16:39:24.410 [info]  Exiting worker: worker_2 with reason: {%RuntimeError{message: "Error, Server worker_2 has crashed"}, [{DynamicSupervisorWithRegistry.Worker, :handle_cast, 2, [file: 'lib/dynamic_supervisor_with_registry/worker.ex', line: 28]}, {:gen_server, :try_dispatch, 4, [file: 'gen_server.erl', line: 637]}, {:gen_server, :handle_msg, 6, [file: 'gen_server.erl', line: 711]}, {:proc_lib, :init_p_do_apply, 3, [file: 'proc_lib.erl', line: 249]}]}

16:39:24.410 [error] GenServer {:workers_registry, "worker_2"} terminating

iex(12)>
** (RuntimeError) Error, Server worker_2 has crashed
    (dynamic_supervisor_example) lib/dynamic_supervisor_with_registry/worker.ex:28: DynamicSupervisorWithRegistry.Worker.handle_cast/2
    (stdlib) gen_server.erl:637: :gen_server.try_dispatch/4
    (stdlib) gen_server.erl:711: :gen_server.handle_msg/6
    (stdlib) proc_lib.erl:249: :proc_lib.init_p_do_apply/3
Last message: {:"$gen_cast", :raise}
State: "worker_2"

16:39:24.411 [info]  Starting "worker_2"

Again we can identified the terminate message but in this case the reason of error is not :normal so it displays all the traces related to the error.

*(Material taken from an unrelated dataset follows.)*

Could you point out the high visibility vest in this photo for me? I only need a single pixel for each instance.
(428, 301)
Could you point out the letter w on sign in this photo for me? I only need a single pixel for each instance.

It also appears the error message that logs the error when the process crash.

At last the Starting "worker_2" can be seen since the GenServer was restarted by the supervisor.

At observer we can see how the worker_1 now doesnt appear while the worker_2 has a different pid since it has been restarted.

Example image

We can see that the only worker process still alive is #PID<0.142.0> since it was the pid of the worker_3 the one that has not been restared neither stopped.